Tanpa berpikir lama, Benny pun langsung mendekati si pegawai rumah. Ia mengatakan kepada pegawai itu jika dirinya dan Luna jadi membeli rumah tersebut.
"Saya akan segera mengurus surat-suratnya, Pak," kata si pegawai.
"Kalau besok saya tidak sibuk, saya akan datang ke kantor untuk membahas perihal pembayaran dan lain-lainnya," ucap Benny.
"Siap, Pak. Saya tunggu kedatangan Bapak."

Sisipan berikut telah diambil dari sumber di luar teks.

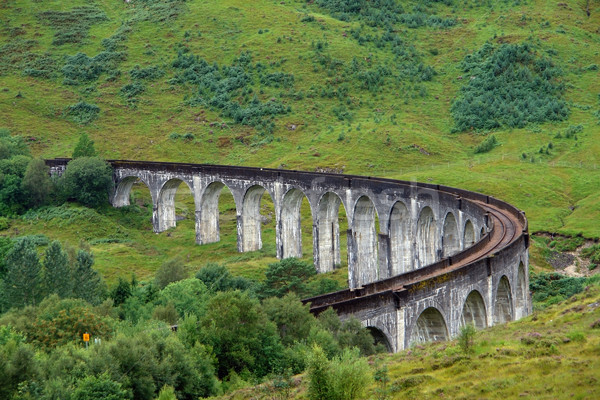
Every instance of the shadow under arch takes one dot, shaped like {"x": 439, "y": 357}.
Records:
{"x": 364, "y": 231}
{"x": 379, "y": 338}
{"x": 521, "y": 293}
{"x": 251, "y": 219}
{"x": 468, "y": 235}
{"x": 400, "y": 239}
{"x": 450, "y": 238}
{"x": 430, "y": 327}
{"x": 426, "y": 237}
{"x": 503, "y": 311}
{"x": 291, "y": 223}
{"x": 166, "y": 203}
{"x": 208, "y": 228}
{"x": 474, "y": 311}
{"x": 122, "y": 194}
{"x": 329, "y": 255}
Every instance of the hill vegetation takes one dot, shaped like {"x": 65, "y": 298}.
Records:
{"x": 496, "y": 96}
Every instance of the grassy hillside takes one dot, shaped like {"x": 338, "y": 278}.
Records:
{"x": 302, "y": 85}
{"x": 552, "y": 354}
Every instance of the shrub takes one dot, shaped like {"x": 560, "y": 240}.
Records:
{"x": 510, "y": 86}
{"x": 87, "y": 180}
{"x": 72, "y": 26}
{"x": 132, "y": 89}
{"x": 488, "y": 144}
{"x": 148, "y": 73}
{"x": 82, "y": 112}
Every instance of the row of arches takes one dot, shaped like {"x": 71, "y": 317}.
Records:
{"x": 432, "y": 326}
{"x": 410, "y": 239}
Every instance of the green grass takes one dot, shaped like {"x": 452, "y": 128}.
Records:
{"x": 552, "y": 354}
{"x": 400, "y": 129}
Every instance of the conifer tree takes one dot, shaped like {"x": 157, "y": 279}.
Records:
{"x": 57, "y": 271}
{"x": 87, "y": 283}
{"x": 85, "y": 147}
{"x": 23, "y": 282}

Selesai mengurus urusan rumah, Benny lantas menghampiri Luna yang tengah berdiri di depan pintu sambil melayangkan pandangannya ke taman kecil yang berada di halaman belakang.
"Besok aku akan meminta beberapa Art di rumah papa untuk membersihkan rumah ini," ucap Benny sembari memeluk Luna dari belakang. Ia meletakkan dagunya di atas kepala Luna sembari ikut melayangkan pandangannya ke taman.
"Aku tak sabar ingin cepat-cepat pindah ke sini, Mas," ujar Luna.
"Aku juga."
Triirriiing...
Dering telepon milik Benny, mengganggu kemesraan yang tengah terjadi di antara Benny dan Luna. Sambil berdecak kesal, Benny mengeluarkan ponselnya dari dalam saku jasnya.
"Siapa yang nelpon, Mas?" tanya Luna.
Benny tak menjawab, ia keburu menerima panggilan masuk itu.
"Halo, Pa, ada apa?" tanya Benny.
"Kamu sedang di mana, Benn?"
"Aku sedang berada di kompleks perumahan yang berada di jalan xx, Pa, aku di sini bersama Luna," jawab Benny.
"Kamu sudah baikan sama Luna?"
"Alhamdulillah, sudah, Pa.." jawab Benny.
"Syukurlah kalau begitu. Kebetulan ada Luna, sebaiknya kamu ajak sekalian dia ke kantor. Ada hal penting yang ingin Papa bicarakan padamu," ucap Hendra.
Benny dan Luna saling berpandangan.
"Baik, Pa, aku dan Luna akan segera menuju ke kantor." ucap Benny sebelum mematikan sambungan teleponnya.
"Ada apa sih, Mas?" tanya Luna, penasaran.
Benny mengedikkan bahu, "Aku juga tak tahu, Lun.." jawabnya.